The Best Sushi Ever
"The sushi in this restaurant tastes terrible because the recipe is bad."
Did you ever think that while eating sushi in a restaurant?
I never did. That’s because we don't know the recipe.
We only know what is served in front of us, except if they put a funky ingredient like cinnamon sugar on our sushi, which ruins the taste. But that never happens, and then you would likely not pick it from the menu.
We don’t know the recipe, and excellent sushi is about much more than following a recipe.
In Amsterdam, there is this small sushi place I used to go to. It was run by an older Japanese couple. They were husband and wife, and the place was extremely basic and dated. People only came here because the sushi was delicious because the service and the atmosphere were pretty terrible. You would sit there at the bar while the sushi was prepared right before you by the husband.
That was the best sushi I ever had in the Netherlands (see picture). The tuna looks totally different from what you can get at most sushi places.
There was only one problem: afterward, I couldn’t eat sushi anywhere else. It just wasn’t the same. It felt like I was eating a diluted fast food version of the real thing.
The recipe only matters to the extent it looks, smells, and tastes good, and there is more to cooking than following a recipe.
You might be thinking now, why am I reading an article about sushi? Okay, let’s get right to it!
What Does This Have To Do With Agile and Scrum?
Let’s contrast this with the Agile and Scrum community. We’re obsessed with following recipes, and our market is flooded with cooks who know only how to follow recipes.
Most conversations in the community tend to center on the following:
“You didn’t follow the Scrum recipe!”
“How can I do X according to the Scrum recipe?”
“You should be following another recipe.”
“The SAFe recipe doesn’t work.”
Our community is obsessed with following recipes because following recipes is easy. If you don’t really know what you’re doing, like me, when I’m cooking, the best you can do is follow a recipe. But as you already know, following a recipe isn’t good enough. It’s a poor substitute for producing the best dish you can.
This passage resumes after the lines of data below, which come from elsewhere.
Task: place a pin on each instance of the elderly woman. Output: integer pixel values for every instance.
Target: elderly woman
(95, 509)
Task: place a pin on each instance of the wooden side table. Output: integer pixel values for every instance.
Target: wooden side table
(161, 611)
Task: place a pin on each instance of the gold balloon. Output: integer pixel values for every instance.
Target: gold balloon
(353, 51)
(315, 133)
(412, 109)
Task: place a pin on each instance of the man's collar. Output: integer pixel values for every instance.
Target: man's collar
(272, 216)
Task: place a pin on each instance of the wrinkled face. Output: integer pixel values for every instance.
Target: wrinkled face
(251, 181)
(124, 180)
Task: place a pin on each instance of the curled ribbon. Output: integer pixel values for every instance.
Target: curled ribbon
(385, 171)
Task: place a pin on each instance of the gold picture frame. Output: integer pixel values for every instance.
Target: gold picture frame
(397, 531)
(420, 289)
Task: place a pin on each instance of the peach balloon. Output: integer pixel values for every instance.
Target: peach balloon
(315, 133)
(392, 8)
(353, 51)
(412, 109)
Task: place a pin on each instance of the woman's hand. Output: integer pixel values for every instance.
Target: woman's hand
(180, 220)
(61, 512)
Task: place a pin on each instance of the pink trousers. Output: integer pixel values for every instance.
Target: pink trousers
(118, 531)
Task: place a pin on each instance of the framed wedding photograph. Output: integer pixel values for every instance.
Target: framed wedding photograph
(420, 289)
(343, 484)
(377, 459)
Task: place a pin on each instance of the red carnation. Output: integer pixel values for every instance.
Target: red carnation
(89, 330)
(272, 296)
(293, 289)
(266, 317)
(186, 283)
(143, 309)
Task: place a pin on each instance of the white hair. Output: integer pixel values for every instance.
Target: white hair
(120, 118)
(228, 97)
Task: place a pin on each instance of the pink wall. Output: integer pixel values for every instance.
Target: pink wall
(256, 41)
A great cook only cares about the recipe to the extent it produces the results they want: a delicious dish that looks magnificent. In fact, they must change the recipe. What you’re working with, like your equipment and your ingredients, may impact the recipe.
What matters is the result, not following a recipe that promises to deliver a certain result. Your primary concern should be the reality of how it tastes, smells, looks, and is presented. A recipe never fully captures this, meaning you must keep your eyes and taste buds on the dish.
When you’re learning how to cook, you entirely depend on recipes. When you master cooking, you know the recipes, what makes them work, and how you can deviate from them to possibly produce an even tastier result.
Stop worrying about the recipe and worry more about the dish you’re serving. Work with what you have, not the idealized state of what you should have. Monitor the dish more than the recipe and stop producing a diluted fast food version of the real thing.
You have to watch, taste, and smell, and that's more important than precisely following all the steps of the recipe because what matters is how it tastes, not how much you adhered to the recipe.
Never let the recipe stop you from creating a better dish.